Berlakunya UU Tambrauw menyebabkan pemindahan 4 distrik, yakni Distrik Amberbaken, Distrik Kebar, Distrik Senopi, dan Distrik Mubrani dari wilayah pemerintahan Kabupaten Manokwari ke wilayah pemerintah Kabupaten Tambrauw. Hal ini berakibat pada pembelengguan dan pengebirian aspirasi masyarakat adat Suku Meyah dan Suku Mpoor sebagai pemilik tanah ulayat yang berdiam dan menetap pada keempat distrik tersebut. Padahal secara rumpun, bahasa, dan adat istiadat serta budaya berbeda dengan masyarakat yang ada pada enam distrik lainnya, yakni Distrik Fet, Distrik Sausafor, Distrik Kwoor, Distrik Abun, Distrik Yembun, dan Distrik Miyah. Oleh karena itu, para Pemohon menilai pasal tersebut telah melanggar ketentuan Pasal 18B ayat (1) dan ayat (2), Pasal 28D ayat (1), Pasal 28I ayat (3), dan Pasal 28I ayat (4) UUD 1945.
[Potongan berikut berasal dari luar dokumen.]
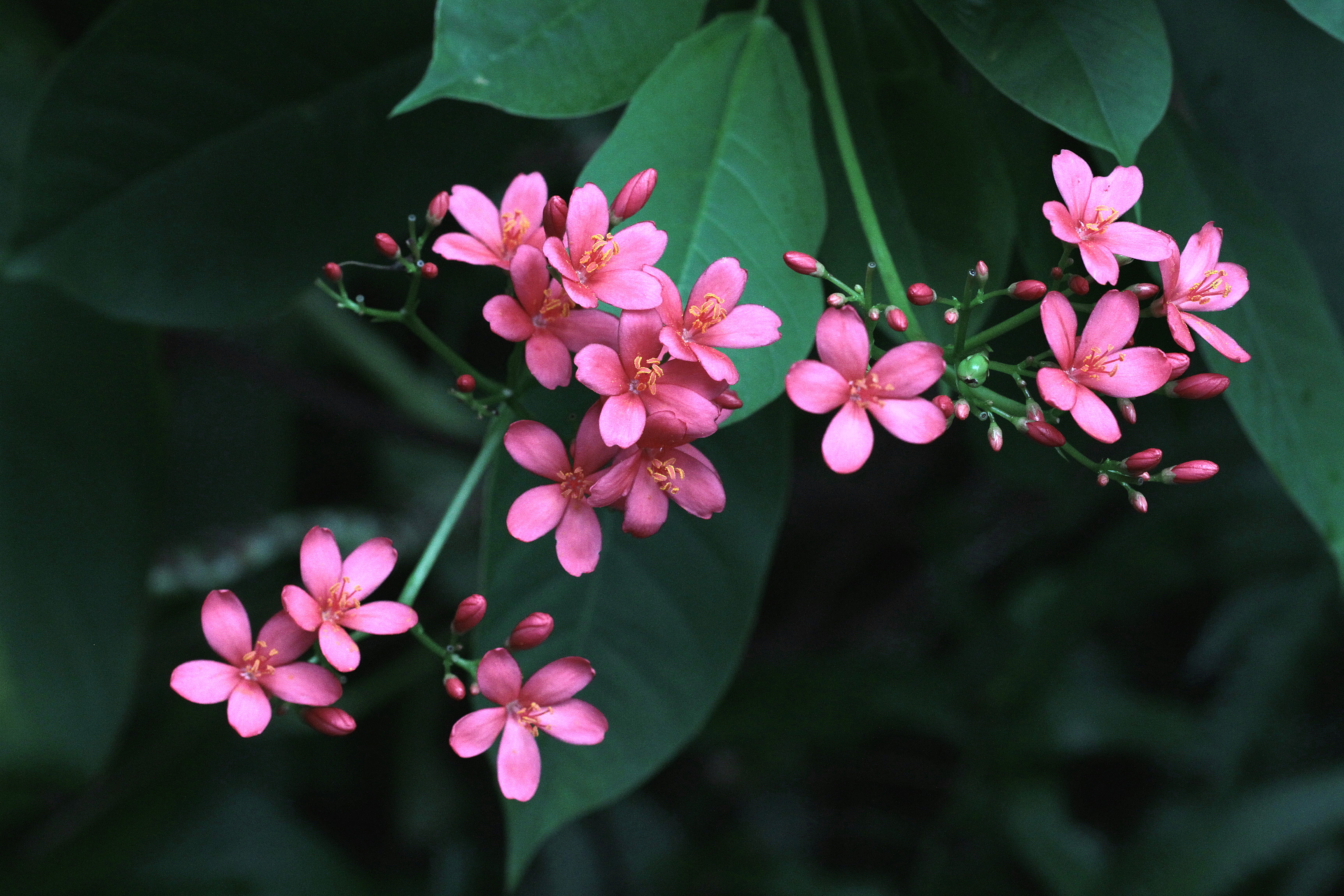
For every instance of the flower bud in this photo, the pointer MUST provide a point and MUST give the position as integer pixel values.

Para Pemohon dalam petitum permohonan provisi meminta Mahkamah agar memerintahkan Presiden RI dan DPR RI untuk menunda pembahasan dan pengesahan Rancangan Undang-Undang Pembentukan Provinsi Papua Barat Daya sampai adanya Putusan atas Permohonan ini.
“Adanya pergeseran wilayah akibat pemekaran wilayah ini, berakibat pula pada pergeseran hak ulayat masyarakat adat. Untuk itu, para Pemohon meminta Mahkamah mengembalikan empat distrik yaitu Distrik Amberbaken, Distrik Kebar, Distrik Senopi, dan Distrik Mubrani masuk ke dalam cakupan wilayah Kabupaten Manokwari,” kata Emilianus Jimmy Ell selaku kuasa hukum Pemohon, di hadapan Majelis Sidang Panel yang terdiri atas Hakim Konstitusi Daniel Yusmic P. Foekh, Hakim Konstitusi Saldi Isra, dan Hakim Konstitusi Suhartoyo.
Kedudukan Hukum
Menanggapi permohonan ini, Hakim Konstitusi Suhartoyo dalam nasihatnya menyebutkan pemerintah daerah dalam perkara ini seharusnya melibatkan DPRD kabupaten sebagai pemohon. Dua unsur kepala daerah dan DPRD kabupaten ini menjadi satu kesatuan sebagai Pemohon. “Oleh karena itu, jika permohonan ini diajukan dua unsur, maka surat kuasanya harus diganti,” kata Suhartoyo.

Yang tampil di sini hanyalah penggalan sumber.